With the public release of genome sequence information of participants in large-scale research studies, questions regarding participant privacy have been raised. In some cases, it has been shown that it is possible to identify previously anonymous participants from large-scale genetic studies that released gene sequence information.^[4]

Genetic privacy concerns also arise in the context of criminal law because the government can sometimes overcome criminal suspects' genetic privacy interests and obtain their DNA sample.^[5] Due to the shared nature of genetic information between family members, this raises privacy concerns of relatives as well.^[6]

As concerns and issues of genetic privacy are raised, regulations and policies have been developed in the United States both at a federal and state level.

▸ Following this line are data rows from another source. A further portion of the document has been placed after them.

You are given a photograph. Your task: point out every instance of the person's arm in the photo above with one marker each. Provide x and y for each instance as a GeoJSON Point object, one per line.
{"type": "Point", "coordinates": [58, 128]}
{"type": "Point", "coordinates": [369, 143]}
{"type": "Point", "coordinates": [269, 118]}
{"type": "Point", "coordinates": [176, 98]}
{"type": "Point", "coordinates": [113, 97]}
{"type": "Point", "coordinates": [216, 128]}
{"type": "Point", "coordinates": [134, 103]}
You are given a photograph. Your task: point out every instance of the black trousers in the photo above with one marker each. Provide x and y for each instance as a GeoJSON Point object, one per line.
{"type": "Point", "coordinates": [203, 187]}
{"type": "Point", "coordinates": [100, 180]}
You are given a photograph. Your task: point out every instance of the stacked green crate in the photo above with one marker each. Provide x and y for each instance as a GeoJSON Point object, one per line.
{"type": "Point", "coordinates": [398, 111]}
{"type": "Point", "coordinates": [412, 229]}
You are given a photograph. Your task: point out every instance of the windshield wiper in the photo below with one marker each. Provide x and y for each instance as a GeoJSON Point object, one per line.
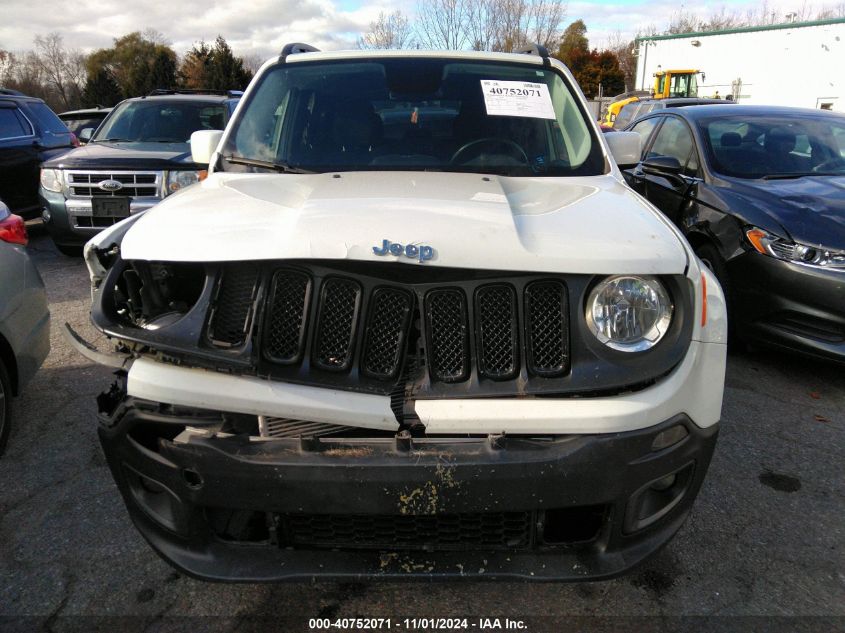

Significance of genetic information

In the majority of cases, an individual's genetic sequence is considered unique to that individual. One notable exception to this rule in humans is the case of identical twins, who have nearly identical genome sequences at birth.^[7] In the remainder of cases, one's genetic fingerprint is considered specific to a particular person and is regularly used in the identification of individuals in the case of establishing innocence or guilt in legal proceedings via DNA profiling.^[8] Specific gene variants one's genetic code, known as alleles, have been shown to have strong predictive effects in the occurrences of diseases, such as the BRCA1 and BRCA2 mutant genes in Breast Cancer and Ovarian Cancer, or PSEN1, PSEN2, and APP genes in early-onset Alzheimer's disease.^[9] ^[10] ^[11] Additionally, gene sequences are passed down with a regular pattern of inheritance between generations, and can therefore reveal one's ancestry via genealogical DNA testing. Additionally with knowledge of the sequence of one's biological relatives, traits can be compared that allow relationships between individuals, or the lack thereof, to be determined, as is often done in DNA paternity testing. As such, one's genetic code can be used to infer many characteristics about an individual, including many potentially sensitive subjects such as:^[12]

Parentage / Non-paternity
Consanguinity
Adoptive Status
Ancestry
Propensity for Disease
Predicted Physical Characteristics

Sources of genetic information

Risks

Privacy Breaches

Studies have shown that genomic data is not immune to adversary attacks.^[16] ^[17] A study conducted in 2013 revealed vulnerabilities in the security of public databases that contain genetic data. As a result, research subjects could sometimes be identified by their DNA alone.^[18] Although reports of premeditated breaches outside of experimental research are disputed, researchers suggest the liability is still important to study.^[19]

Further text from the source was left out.